Let's look at some examples of the word "love" as a tool to manipulate people etc.
- professing love when all you really want is get laid
- feigning love to get access to someone's wealth, confidential information etc
- using it to establish a relationship where, if you later ask for some kind of favor, the other person feels that they owe it to you (doing that specifically with the intention to cash in on that favor)
Need I go on? I'm sure y'all can think of a few more.

Confession time... many years ago I went out with a girl for the following reasons: (1) I was horny, (2) she seemed nice and interesting even though I could never really connect to her, and (3) I knew she was going back home (very far away) a few months later, so there were not too many strings attached. Then one day she said she loved me.

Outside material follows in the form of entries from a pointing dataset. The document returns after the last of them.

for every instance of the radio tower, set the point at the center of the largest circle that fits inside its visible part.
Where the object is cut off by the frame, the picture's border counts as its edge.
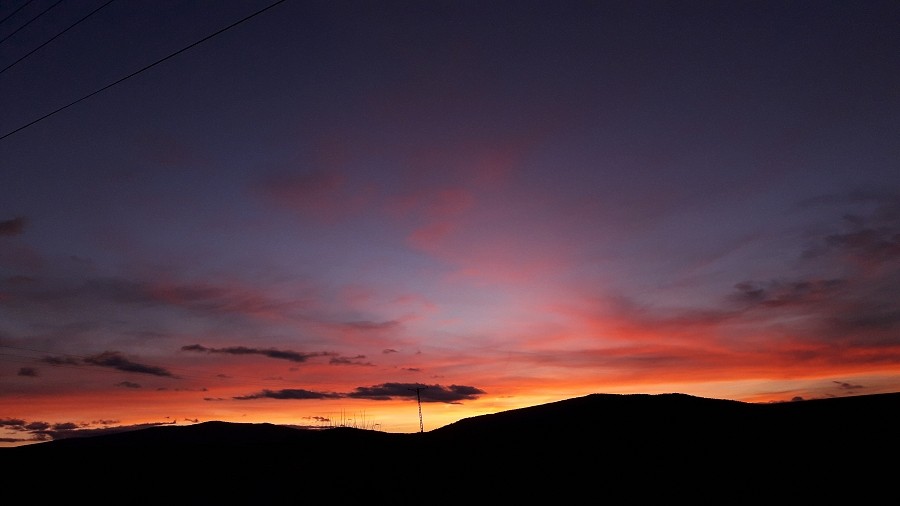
(419, 401)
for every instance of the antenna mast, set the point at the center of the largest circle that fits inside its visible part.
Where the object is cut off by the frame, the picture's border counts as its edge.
(419, 401)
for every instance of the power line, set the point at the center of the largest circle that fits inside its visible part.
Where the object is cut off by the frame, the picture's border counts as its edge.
(129, 76)
(55, 36)
(30, 20)
(419, 401)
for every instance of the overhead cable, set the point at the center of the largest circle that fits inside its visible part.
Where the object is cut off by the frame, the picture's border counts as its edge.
(129, 76)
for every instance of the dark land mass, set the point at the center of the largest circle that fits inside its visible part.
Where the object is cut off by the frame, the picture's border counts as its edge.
(600, 449)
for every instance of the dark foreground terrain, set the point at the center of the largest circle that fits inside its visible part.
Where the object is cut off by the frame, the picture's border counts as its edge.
(597, 449)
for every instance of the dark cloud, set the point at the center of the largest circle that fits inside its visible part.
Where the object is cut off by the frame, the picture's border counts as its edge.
(427, 393)
(387, 391)
(357, 360)
(293, 356)
(870, 237)
(783, 293)
(848, 386)
(289, 393)
(116, 361)
(14, 226)
(60, 361)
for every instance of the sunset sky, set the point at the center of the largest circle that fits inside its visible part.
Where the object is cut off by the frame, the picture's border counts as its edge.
(307, 212)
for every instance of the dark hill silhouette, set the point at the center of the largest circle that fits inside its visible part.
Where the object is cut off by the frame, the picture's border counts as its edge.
(599, 448)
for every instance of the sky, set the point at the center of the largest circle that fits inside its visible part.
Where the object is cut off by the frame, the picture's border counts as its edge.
(398, 214)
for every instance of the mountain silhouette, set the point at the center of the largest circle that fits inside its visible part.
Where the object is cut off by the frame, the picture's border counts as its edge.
(599, 449)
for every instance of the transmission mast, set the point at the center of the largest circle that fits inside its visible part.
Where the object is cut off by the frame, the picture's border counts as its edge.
(419, 401)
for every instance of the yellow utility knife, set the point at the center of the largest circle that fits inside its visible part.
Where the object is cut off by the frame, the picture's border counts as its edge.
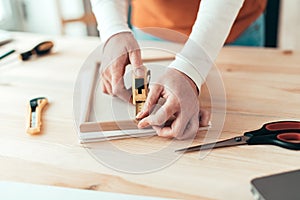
(35, 115)
(140, 89)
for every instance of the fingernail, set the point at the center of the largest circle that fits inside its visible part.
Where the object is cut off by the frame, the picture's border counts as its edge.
(138, 116)
(139, 71)
(143, 124)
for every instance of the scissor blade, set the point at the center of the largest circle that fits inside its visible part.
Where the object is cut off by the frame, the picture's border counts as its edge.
(239, 140)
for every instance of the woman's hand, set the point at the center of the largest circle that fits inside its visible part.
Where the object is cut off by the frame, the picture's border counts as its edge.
(181, 105)
(119, 51)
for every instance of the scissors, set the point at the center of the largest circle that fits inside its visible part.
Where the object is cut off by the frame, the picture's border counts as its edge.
(285, 134)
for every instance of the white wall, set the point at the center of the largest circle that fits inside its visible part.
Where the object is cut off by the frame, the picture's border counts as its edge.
(289, 27)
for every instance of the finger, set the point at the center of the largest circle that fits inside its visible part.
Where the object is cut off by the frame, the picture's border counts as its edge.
(164, 113)
(175, 130)
(119, 90)
(204, 117)
(135, 58)
(152, 99)
(106, 86)
(191, 129)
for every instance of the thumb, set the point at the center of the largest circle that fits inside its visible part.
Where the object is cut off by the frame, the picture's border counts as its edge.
(135, 58)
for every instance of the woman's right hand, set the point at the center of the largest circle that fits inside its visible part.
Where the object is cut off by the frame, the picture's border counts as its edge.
(119, 51)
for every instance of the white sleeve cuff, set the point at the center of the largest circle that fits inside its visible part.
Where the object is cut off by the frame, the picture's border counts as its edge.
(210, 30)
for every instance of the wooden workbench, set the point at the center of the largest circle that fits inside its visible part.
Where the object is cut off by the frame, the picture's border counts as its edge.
(262, 85)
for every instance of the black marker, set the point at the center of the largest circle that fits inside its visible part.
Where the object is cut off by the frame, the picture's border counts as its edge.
(7, 54)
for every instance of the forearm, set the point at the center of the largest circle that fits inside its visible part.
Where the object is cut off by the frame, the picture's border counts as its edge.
(211, 28)
(111, 17)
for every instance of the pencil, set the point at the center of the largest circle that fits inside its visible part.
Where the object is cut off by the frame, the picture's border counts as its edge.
(7, 54)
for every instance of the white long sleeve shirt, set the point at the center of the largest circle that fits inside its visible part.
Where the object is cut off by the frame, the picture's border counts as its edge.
(210, 30)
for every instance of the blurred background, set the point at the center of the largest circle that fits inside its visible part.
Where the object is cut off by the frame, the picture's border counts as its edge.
(75, 18)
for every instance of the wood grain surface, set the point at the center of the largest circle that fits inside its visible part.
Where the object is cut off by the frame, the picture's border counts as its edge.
(262, 85)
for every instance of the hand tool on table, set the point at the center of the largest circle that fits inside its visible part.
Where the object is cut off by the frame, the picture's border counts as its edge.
(140, 89)
(40, 49)
(35, 115)
(7, 54)
(285, 134)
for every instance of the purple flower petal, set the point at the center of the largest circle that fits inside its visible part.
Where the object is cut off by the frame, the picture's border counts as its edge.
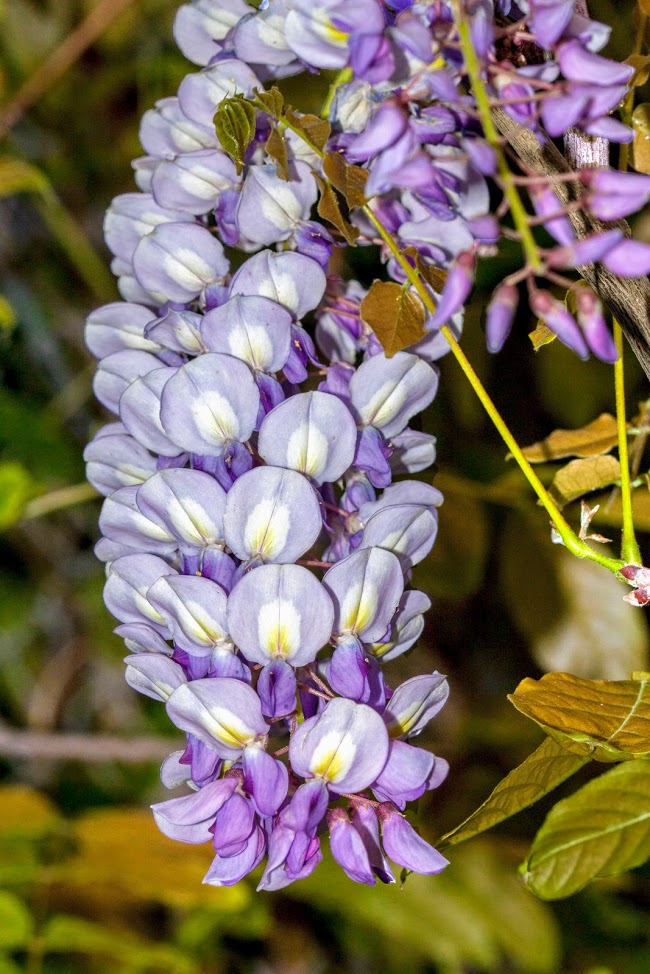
(254, 329)
(404, 846)
(225, 714)
(154, 675)
(272, 515)
(312, 432)
(280, 612)
(414, 703)
(210, 403)
(188, 818)
(346, 746)
(266, 780)
(365, 588)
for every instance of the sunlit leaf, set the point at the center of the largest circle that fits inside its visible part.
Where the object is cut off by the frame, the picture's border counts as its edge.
(330, 210)
(16, 922)
(596, 636)
(601, 830)
(592, 440)
(234, 123)
(581, 477)
(541, 335)
(123, 849)
(16, 488)
(7, 966)
(25, 812)
(7, 315)
(455, 920)
(608, 720)
(395, 315)
(540, 773)
(349, 180)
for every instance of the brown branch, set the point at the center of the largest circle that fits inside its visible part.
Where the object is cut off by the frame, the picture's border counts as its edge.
(83, 747)
(627, 298)
(74, 45)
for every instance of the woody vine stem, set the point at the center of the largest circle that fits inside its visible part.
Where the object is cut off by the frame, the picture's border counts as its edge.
(570, 539)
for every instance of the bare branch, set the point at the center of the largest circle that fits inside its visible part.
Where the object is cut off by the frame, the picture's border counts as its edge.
(37, 746)
(627, 298)
(60, 60)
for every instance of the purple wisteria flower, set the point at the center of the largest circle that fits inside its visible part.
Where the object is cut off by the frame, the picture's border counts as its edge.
(259, 550)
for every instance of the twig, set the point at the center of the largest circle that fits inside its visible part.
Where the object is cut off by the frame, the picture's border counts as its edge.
(74, 45)
(83, 747)
(627, 298)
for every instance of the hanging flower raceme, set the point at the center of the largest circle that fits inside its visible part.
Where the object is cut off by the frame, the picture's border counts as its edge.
(259, 550)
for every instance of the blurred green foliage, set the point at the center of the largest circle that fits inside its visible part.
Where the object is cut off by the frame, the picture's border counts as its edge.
(86, 881)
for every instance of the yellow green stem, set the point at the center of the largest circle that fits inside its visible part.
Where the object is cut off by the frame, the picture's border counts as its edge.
(344, 75)
(629, 547)
(571, 540)
(628, 104)
(479, 91)
(57, 500)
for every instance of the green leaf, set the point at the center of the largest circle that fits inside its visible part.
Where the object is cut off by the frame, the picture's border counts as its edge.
(234, 123)
(330, 210)
(581, 477)
(65, 934)
(540, 773)
(454, 921)
(608, 720)
(395, 315)
(7, 315)
(349, 180)
(276, 147)
(592, 440)
(16, 488)
(7, 966)
(15, 922)
(17, 176)
(601, 830)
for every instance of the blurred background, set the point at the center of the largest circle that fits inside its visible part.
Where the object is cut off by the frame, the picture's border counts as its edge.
(86, 881)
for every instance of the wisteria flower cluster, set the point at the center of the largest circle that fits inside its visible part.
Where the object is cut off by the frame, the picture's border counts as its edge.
(259, 551)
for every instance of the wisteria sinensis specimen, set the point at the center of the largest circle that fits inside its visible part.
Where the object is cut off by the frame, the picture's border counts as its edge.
(260, 527)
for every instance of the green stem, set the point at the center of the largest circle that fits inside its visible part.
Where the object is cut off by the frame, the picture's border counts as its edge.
(629, 547)
(344, 75)
(628, 104)
(574, 544)
(59, 499)
(571, 540)
(511, 193)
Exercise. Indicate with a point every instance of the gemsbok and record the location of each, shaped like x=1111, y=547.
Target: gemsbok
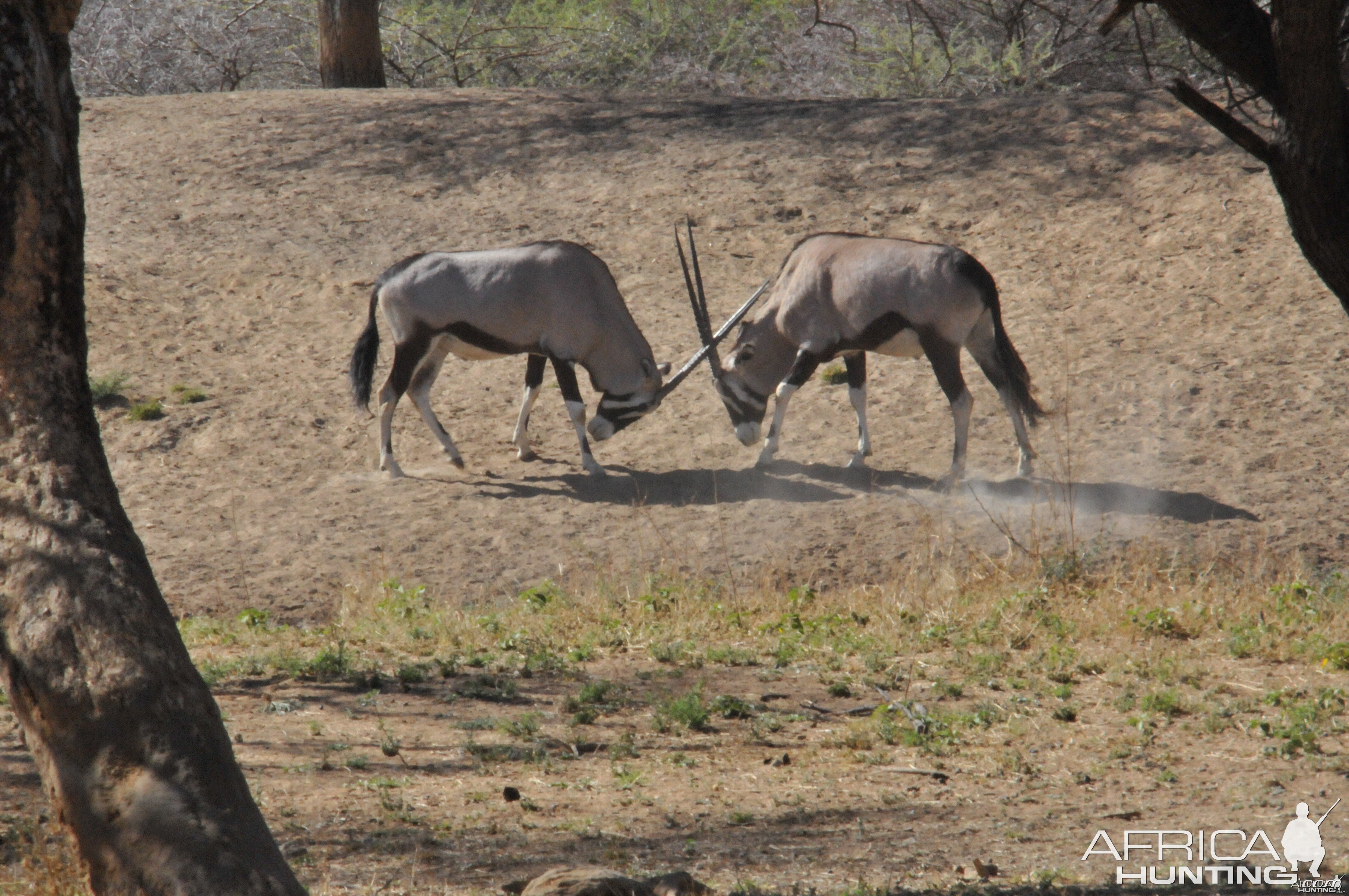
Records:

I wished I could think of a gentle let-down but couldn't, and yes I was also horny, so I said I loved her too, which was clearly a lie. Ironically, because it was clear to me that the whole thing was little more than teenage hormones, and I thought she was still a virgin at the time, I could never bring myself to go "all the way", not before this incident nor after. It just seemed wrong. So I lied, people, I betrayed the sacred truth and polluted my beautiful honest soul with a dirty horny lie, and all I got for it was a few BJ's! :lol: Don't get me wrong, they were nice BJ's and all, but, look, aaaarrrgh! Mea maxima culpa!

Sure, looking back on this now it seems just a harmless bit of fun and I don't beat myself up over this at all. In fact our paths crossed again briefly a few years later, and as far as I can tell she remembers the whole thing as being fun, bears no grudge and I did not inflict any scars.

But still I think something changed that day.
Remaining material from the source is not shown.